Most AMD starts as the “dry” form, with drusen buildup and gradual RPE deterioration. In about 10 to 15% of cases, the disease progresses to “wet” AMD, which involves abnormal blood vessels growing up from the choroid (the blood vessel layer beneath the retina) into the retinal layers where they don’t belong. These new vessels are fragile and leak fluid or blood, causing rapid and severe vision loss.

The trigger appears to be vascular. As dry AMD worsens, blood flow through the choroidal vessels decreases.
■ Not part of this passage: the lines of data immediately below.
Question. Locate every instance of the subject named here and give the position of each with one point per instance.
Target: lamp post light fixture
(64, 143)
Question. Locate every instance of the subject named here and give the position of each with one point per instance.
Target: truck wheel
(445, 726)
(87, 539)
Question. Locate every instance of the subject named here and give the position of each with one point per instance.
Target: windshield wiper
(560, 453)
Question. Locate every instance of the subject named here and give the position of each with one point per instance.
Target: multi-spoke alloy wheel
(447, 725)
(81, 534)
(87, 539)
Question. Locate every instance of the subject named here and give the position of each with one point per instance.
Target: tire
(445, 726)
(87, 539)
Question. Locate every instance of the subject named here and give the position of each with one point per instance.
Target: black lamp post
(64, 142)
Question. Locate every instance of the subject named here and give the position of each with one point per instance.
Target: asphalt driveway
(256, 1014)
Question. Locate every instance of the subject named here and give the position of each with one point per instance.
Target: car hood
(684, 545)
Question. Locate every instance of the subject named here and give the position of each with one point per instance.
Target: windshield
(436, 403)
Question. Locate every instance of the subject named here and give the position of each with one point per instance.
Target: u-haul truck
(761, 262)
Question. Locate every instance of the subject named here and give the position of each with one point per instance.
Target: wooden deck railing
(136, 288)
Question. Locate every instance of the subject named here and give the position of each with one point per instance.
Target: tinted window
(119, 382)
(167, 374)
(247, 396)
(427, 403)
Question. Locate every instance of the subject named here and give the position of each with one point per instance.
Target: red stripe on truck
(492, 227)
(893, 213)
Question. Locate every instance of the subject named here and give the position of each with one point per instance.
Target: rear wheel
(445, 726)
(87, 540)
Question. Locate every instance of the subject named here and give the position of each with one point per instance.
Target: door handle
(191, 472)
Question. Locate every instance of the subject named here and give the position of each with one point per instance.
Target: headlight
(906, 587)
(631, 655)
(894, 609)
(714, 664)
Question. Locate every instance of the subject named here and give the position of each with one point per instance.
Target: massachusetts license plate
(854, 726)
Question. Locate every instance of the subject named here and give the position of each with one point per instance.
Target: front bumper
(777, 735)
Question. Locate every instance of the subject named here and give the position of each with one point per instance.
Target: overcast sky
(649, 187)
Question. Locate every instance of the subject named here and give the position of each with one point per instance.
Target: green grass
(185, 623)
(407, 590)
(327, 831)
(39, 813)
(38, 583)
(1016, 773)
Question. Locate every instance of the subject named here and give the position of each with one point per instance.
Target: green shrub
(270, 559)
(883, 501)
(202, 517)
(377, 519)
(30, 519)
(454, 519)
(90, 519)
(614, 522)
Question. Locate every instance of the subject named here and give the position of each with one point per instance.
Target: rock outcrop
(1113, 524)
Research shows that the endothelial cells lining these vessels are lost even before RPE cells fail, suggesting that vascular damage may be one of the earliest events in the disease. Complement activation contributes to this vessel loss. As choroidal blood flow drops, the tissue becomes starved of oxygen. This oxygen deprivation sends out distress signals that stimulate the growth of new blood vessels, a process called neovascularization. Unfortunately, these emergency vessels are poorly formed and cause more harm than good.

Oxidative Stress and Why the Macula Is Vulnerable

The macula, the small central area of the retina responsible for sharp, detailed vision, is uniquely vulnerable to oxidative damage for several reasons. It has the highest concentration of photoreceptors, meaning its RPE cells process the most waste. It is bathed in high oxygen levels from the choroidal blood supply. It is exposed to focused light energy throughout your life. And it contains high concentrations of polyunsaturated fatty acids in photoreceptor membranes, which are especially prone to oxidation.

During the normal visual cycle, the conversion of light-sensitive pigments in photoreceptors generates reactive oxygen species as a byproduct. These molecules cause a chain reaction of fat oxidation in cell membranes. The RPE then has to phagocytize (essentially eat and digest) the damaged outer segments of photoreceptors daily. Over decades, this relentless cycle of light exposure, fat oxidation, and waste processing overwhelms the cell’s antioxidant defenses, particularly when those defenses are weakened by aging or genetics.

Smoking, Diet, and Other Modifiable Risks

Smoking is the single strongest modifiable risk factor for AMD. It dramatically increases oxidative stress throughout the body, reduces blood flow to the choroid, and promotes complement activation, hitting three of the main disease pathways at once.

Diet matters because the retina depends on specific antioxidant pigments, particularly lutein and zeaxanthin, to filter damaging blue light and neutralize free radicals. These pigments concentrate in the macula and form a protective layer. The landmark AREDS2 clinical trial, run by the National Eye Institute, found that a specific supplement formula slowed progression of intermediate AMD to advanced stages. That formula contains 500 mg of vitamin C, 400 IU of vitamin E, 10 mg of lutein, 2 mg of zeaxanthin, 80 mg of zinc, and 2 mg of copper (added to prevent zinc-related copper deficiency). These nutrients aren’t a cure, but they measurably reduce the odds of progression in people who already have intermediate disease.

Cardiovascular health also matters. High blood pressure, high cholesterol, and obesity have all been associated with increased AMD risk, likely because they impair choroidal blood flow and increase systemic inflammation.

Does Blue Light From Screens Cause AMD?

Lab studies show that intense blue light can damage retinal cells, and blue light does carry more energy than other visible wavelengths. However, there is currently no evidence that screens or LED lighting at normal domestic intensity levels are toxic to the human retina. Epidemiological studies looking at light exposure and AMD risk have produced conflicting results, and the link remains unproven. There is also no evidence that blue-light-blocking glasses or lens filters prevent AMD or slow its progression. Cumulative sunlight exposure over a lifetime is a more plausible concern than screen time, but even that relationship is debated.